Наконец я тихо сказал:
– Джастрия часто уговаривала меня… но я все возвращался и ее за собой тянул. Возвращался в безопасность. В этом, знаешь ли, есть соблазн: в безопасности и определенности, когда всегда известно, что и как делать. Когда не нужно думать… Мне просто не хватило мужества бросить Небесную равнину, зная, что тогда не будет определенности, не будет безопасности. Я любил Джастрию, но любил недостаточно, я не дал ей того, чего она хотела.
– Думаю, что и сам ты хочешь того же. Это и ожесточило ее.
– Что ж, значит, я получил то, чего хотел, верно? – с горечью сказал я. – Ну так объясни мне, почему мне так плохо? – Ответа я не ожидал и не получил.
Мы в молчании прошли еще около мили, прежде чем я медленно заговорил:
– Вот она и наказала меня. Она отказалась от возможности бежать, которую ты ей предложила, и вместо этого заставила меня ее убить. Она насладилась местью, потому что считала, будто я ее предал.
– Думаю, все так и было. Ей казалось, что надежды нет… и ее терзал гнев. Твоей вины здесь нет.
– Ты же только что сказала, что в несчастье Джастрии виноват я.
Блейз схватила меня за руку, заставив остановиться.
– Нет, я такого не говорила. – Она повернула меня к себе лицом, так что мне пришлось посмотреть ей в глаза. – Я предложила тебе объяснение. Джастрия была взрослым человеком. Она должна была сама принимать решения. Она могла бы обеспечить себе достойную жизнь вдали от Небесной равнины. Она была умна, привлекательна и не нищенствовала. Дорогу к саморазрушению она выбрала добровольно, только, как рыбка на крючке, винила в своем несчастье рыбака, а не себя. Повторяю: твоей вины здесь нет.
Я повернулся и двинулся дальше; Блейз пошла рядом.
– Гилфитер, я знаю, что тебе приходится вынести.
– Как ты можешь иметь об этом хоть малейшее представление? Я убил свою жену!

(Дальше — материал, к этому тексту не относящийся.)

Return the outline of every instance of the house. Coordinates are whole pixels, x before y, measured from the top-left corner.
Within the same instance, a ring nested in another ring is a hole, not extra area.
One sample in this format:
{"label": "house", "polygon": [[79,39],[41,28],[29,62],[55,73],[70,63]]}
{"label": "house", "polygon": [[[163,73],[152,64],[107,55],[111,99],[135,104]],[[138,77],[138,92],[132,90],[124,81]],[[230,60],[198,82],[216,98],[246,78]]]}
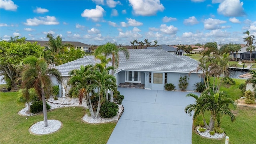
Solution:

Блейз успокоительно положила руку мне на плечо.
– Ну хорошо, мужа я не убивала. По крайней мере пока. Но я убила Ниамора – друга, человека, которого я любила и уважала, хоть он и был проходимцем. Это случилось… всего месяц назад, на косе Гортан.
Мне не удалось сдержать горечь.
– Ну и что? Ты носишь меч, женщина. Несомненно, тебе случалось убивать многих. Как я понимаю, ты так зарабатываешь себе на жизнь.
– Как правило, своих друзей я не убиваю.
Ее голос дрогнул, и я так удивился, что застыл на месте и вытаращил на нее глаза.
Блейз воспользовалась этим, чтобы объяснить:
– На него напал дун-маг и бросил беднягу гнить заживо. Не могу себе представить более ужасной смерти. Ниамор попросил меня убить его, что я и сделала.
К моему несказанному удивлению, у нее на глазах блеснули слезы.
Сотворение, ну и удивляли же меня эти две женщины каждый раз, когда я думал, будто все насчет них понял! Сначала Флейм, которую я считал мягкой, как масло, оставленное на солнце, оказалась движущей пружиной замысла избавить острова от человека, который, по слухам, был могущественным злым колдуном, а теперь Блейз, казавшаяся мне жесткой, как копыто селвера, оплакивала смерть друга и так сочувствовала моему отчаянию, что рассказала об этом…
– От такого легко не избавишься, – сказала Блейз. – И уж не забудешь никогда. Мне показалось, тебе может стать легче, если ты будешь знать, что кто-то понимает твои чувства.
Я был странно тронут ее словами.
– Так и есть, – наконец нашел я в себе силы ответить вежливо.
Мы двинулись обратно, в сторону лагеря.
– Спасибо тебе за мазь для Следопыта, – сказала Блейз. – С твоей стороны это было проявлением редкой доброты – я даже удивилась, что ты вспомнил о собаке, несмотря на собственные печали. Ты необыкновенный человек, Келвин.